In this section, you will learn how to derive a new tibble data.frame by using selected fields from the newly imported tibble data.frame similar to the example give below.
The code chunk below is used to derive the tibble data.frame above.
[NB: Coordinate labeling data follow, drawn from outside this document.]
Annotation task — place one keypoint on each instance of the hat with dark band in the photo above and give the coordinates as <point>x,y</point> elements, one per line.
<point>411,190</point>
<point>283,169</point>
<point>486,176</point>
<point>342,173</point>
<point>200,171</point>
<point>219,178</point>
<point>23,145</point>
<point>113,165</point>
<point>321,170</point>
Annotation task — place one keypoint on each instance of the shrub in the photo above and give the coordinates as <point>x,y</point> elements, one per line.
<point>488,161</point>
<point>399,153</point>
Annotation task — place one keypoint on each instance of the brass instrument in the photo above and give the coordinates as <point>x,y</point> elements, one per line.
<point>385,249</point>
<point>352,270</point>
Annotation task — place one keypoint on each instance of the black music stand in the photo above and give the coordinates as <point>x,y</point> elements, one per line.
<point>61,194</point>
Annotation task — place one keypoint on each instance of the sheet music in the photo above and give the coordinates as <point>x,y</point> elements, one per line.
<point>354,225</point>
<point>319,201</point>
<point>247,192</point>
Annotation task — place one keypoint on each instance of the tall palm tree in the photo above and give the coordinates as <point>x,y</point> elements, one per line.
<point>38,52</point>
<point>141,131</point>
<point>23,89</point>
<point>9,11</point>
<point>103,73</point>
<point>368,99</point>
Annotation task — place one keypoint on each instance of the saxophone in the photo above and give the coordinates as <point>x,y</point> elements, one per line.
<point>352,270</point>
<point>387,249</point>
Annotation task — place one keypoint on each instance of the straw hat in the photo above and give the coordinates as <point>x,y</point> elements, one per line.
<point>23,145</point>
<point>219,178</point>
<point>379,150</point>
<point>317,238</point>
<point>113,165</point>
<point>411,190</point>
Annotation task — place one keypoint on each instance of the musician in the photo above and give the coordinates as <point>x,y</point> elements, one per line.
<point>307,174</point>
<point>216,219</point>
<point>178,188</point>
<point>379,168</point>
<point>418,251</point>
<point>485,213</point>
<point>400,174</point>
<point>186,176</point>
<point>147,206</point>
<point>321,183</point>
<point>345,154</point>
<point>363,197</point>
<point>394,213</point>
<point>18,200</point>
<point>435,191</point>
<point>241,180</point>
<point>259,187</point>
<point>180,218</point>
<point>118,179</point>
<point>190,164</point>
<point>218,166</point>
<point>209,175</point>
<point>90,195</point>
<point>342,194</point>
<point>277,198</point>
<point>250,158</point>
It performs the following tasks:
All_WPSA <- store_info %>%
select(4,20:24,67:71)%>%
mutate(`2015` = `15All_Sales`/`15Open_Weeks`) %>%
mutate(`2016` = `16All_Sales`/`16Open_Weeks`) %>%
mutate(`2017` = `17All_Sales`/`17Open_Weeks`) %>%
mutate(`2018` = `18All_Sales`/`18Open_Weeks`) %>%
mutate(`2019` = `19All_Sales`/`19Open_Weeks`) %>%
pivot_longer(cols = 12:16,
names_to = "Year",
values_to = "All_WPSA") %>%
select(1, 12:13)
Now, we will repeat the code chunk to derive a new tibble data.frame for delivery sales.
Del_WPSA <- store_info %>%
select(4,20:24,25:29)%>%
mutate(`2015` = `15Del_Sales`/`15Open_Weeks`) %>%
mutate(`2016` = `16Del_Sales`/`16Open_Weeks`) %>%
mutate(`2017` = `17Del_Sales`/`17Open_Weeks`) %>%
mutate(`2018` = `18Del_Sales`/`18Open_Weeks`) %>%
mutate(`2019` = `19Del_Sales`/`19Open_Weeks`) %>%
pivot_longer(cols = 12:16,
names_to = "Year",
values_to = "Del_WPSA") %>%
select(1, 12:13)
Next, you will learn how to join two or more data.frames by using join() of dplyr.
store_info_selected <- store_info %>%
select(3:4, 8:9)
store_tidy <- All_WPSA %>%
left_join(Del_WPSA,
by = c("Local Code", "Year")) %>%
left_join(store_info_selected,
by = c("Local Code"))
Tukey defined EDA in 1961 as:
“Procedures for analyzing data, techniques for interpreting the results of such procedures, ways of planning the gathering of data to make its analysis easier, more precise or more accurate, and all the machinery and results of (mathematical) statistics which apply to analyzing data.”
EDA is often the first step to getting to know about your data.
It is iterative in nature:
Rinse and repeat until you communicate the findings.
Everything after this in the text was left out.